Horizon Europe project
Autonomous, scalablE, tRustworthy, intelligent European meta Operating System for the IoT edge-cloud continuum
aerOS is a European research project (Horizon Europe CL4-2021-DATA-01-05) running for 3 years which aims at transparently utilising the resources on the edge-to-cloud computing continuum for enabling applications in an effective manner while incorporating multiple services. The overarching goal of aerOS is to design and build a virtualized, platform-agnostic meta operating system for the IoT edge-cloud continuum.
What we are aiming for
The IoT ecosystem is a dynamic aggregation of resources, e.g., sensors, actuators, processing/storage, populating edges of current infrastructures, e.g., edge computing with local/ad-hoc clouds, fog computing, far edge and federated approaches. AI (with explainability) and real-time processing may require high computing power close to events and, sometimes, distributed across Infrastructure Elements. EU funded projects, like ACCORDION and DECENTER, already address continuum challenges, by associating edge computing with 5G, and by realising Fog Computing platform. In such a distributed data and compute scenario, the so-called network compute fabric, the network should host computing intertwined with communication for the highest level of efficiency, to support heterogeneous systems, ranging from simple terminals to performance-sensitive robots and augmented reality nodes. However, edge meta operating systems require flexibility to serve any dynamic combination of Infrastructure Elements, providing globally orchestrated services, for example, policy services specifying behaviour; data governance; or even cognitive services. Examples of current and extended state of the art edge meta operating systems are: Thin Edge, ROS for robotic environments, EOS for virtualised telco networks, or VirtuOS for the cloud.
Breakthrough: aerOS will continue developments leading toward achieving IoT edge-cloud continuum, by integrating relevant technologies, elements of connectivity, IoT, AI, data autonomy and cybersecurity. The proposed meta operating system will support distribution and data sharing across the IoT edge-cloud continuum and will enable orchestration of resources and services, by providing mechanisms for data processing and application of intelligence, in particular, close to where the data is produced.
Service orchestration follows recent advances in SDN/NFV, e.g., Cloud-Native functions (i.e., CNFs). Orchestration provides seamless, elastic service deployment for verticals, while efficiently reusing the available resources, reducing incurred costs and consumed energy. One of major challenges is to efficiently orchestrate services in a heterogeneous continuum of resource federation, as opposed to single-domain orchestration (where the orchestrator has full control over resources; while multi-domain orchestration requires coordination across domains). Alternatives exist for centralised, distributed and hierarchical orchestrators, where the growing complexity, calls for automated orchestration and management of services. Different initiatives exist, like ETSI ZSM ISG; ETSI ENI ISG; TMF’s ZOOM, Open RAN, NWDAF (Network Data Analytics Function), ETSI OSM, ETSI MEC ISG. Network and service providers build their business logic around microservices and AI. Orchestrators map high-level QoS requirements into appropriate set of tasks characterised by resource requirements, their locations, and level of isolation. Currently, resource allocations to network components are handcrafted by the operators, leading to resources over(under)provisioning. Therefore, data/event-driven service orchestration is needed to allocate the right amount of resources to each slice.

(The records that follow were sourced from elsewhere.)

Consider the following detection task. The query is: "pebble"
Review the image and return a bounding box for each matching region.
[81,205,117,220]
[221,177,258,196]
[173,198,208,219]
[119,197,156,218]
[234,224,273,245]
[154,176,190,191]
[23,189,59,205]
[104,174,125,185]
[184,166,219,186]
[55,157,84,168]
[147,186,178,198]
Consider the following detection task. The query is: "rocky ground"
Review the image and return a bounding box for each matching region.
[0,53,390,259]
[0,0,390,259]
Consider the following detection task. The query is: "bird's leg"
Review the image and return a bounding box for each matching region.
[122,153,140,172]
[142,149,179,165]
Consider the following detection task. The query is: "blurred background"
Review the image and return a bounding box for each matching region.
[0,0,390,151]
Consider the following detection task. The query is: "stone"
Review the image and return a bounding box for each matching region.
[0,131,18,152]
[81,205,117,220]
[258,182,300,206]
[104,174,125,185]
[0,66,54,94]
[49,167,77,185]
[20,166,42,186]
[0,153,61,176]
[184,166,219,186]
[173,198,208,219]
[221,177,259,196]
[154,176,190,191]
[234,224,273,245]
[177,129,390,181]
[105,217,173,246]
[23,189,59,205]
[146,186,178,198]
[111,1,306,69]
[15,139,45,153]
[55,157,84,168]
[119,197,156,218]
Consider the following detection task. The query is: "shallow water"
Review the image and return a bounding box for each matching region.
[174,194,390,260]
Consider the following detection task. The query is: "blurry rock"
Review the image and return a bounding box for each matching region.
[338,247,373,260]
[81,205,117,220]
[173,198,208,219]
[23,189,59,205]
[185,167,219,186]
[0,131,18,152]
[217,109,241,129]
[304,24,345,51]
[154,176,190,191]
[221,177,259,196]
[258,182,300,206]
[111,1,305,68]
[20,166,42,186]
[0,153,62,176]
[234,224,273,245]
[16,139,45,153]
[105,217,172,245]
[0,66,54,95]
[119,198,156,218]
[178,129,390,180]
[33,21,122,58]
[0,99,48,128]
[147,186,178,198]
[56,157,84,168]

Breakthrough: aerOS will deliver automated service orchestration, developing a robust high-performance algorithmic framework supporting full automation of service orchestration with adoption and fine-tuning of innovative AI/ML techniques (i.e. training time and accuracy), addressing different topologies, from hierarchical to fully distributed. aerOS will provide zero-touch orchestration leveraging ongoing standards and open source initiatives, progressing shared learning between domains beyond the state of the art to speed up the learning process of AI/ML models.
Service deployment and reconfiguration across IoT edge-cloud continuum is challenging mostly because of the heterogeneity of the network. Standalone services can have network requirements concerning data sources, which can be fulfilled leveraging technologies related to NFV and SDN, but also 5G Network Programmability via the native service APIs (3GPP NEF/SEAL/CAPIF) and the 3GPP vertical application enablers, such as the EDGE_APP. Composition of services with heterogeneous requirements (e.g., latency) can also be enacted vertically, where reconfiguration of services (and network, if necessary) is even more complex. Besides, devices are becoming ever smarter in collecting, processing and transmitting data. In addition, exponential growth of connected devices and sensors promote new, computationally intensive, IoT applications that can cause network bottlenecks, impacting overall performance. Hence, it is mandatory to apply novel techniques to provide better support for IoT operations across IoT edge-cloud continuum and prevent any needless communication that will affect the performance of the network, while reducing costs of data storage and computation. Networks are key to achieve increasingly demanding levels of reconfigurability, self-* and automation, in order to scale efficiently, manage resources, and optimise operation while handling multi-vertical traffic with distinct demands.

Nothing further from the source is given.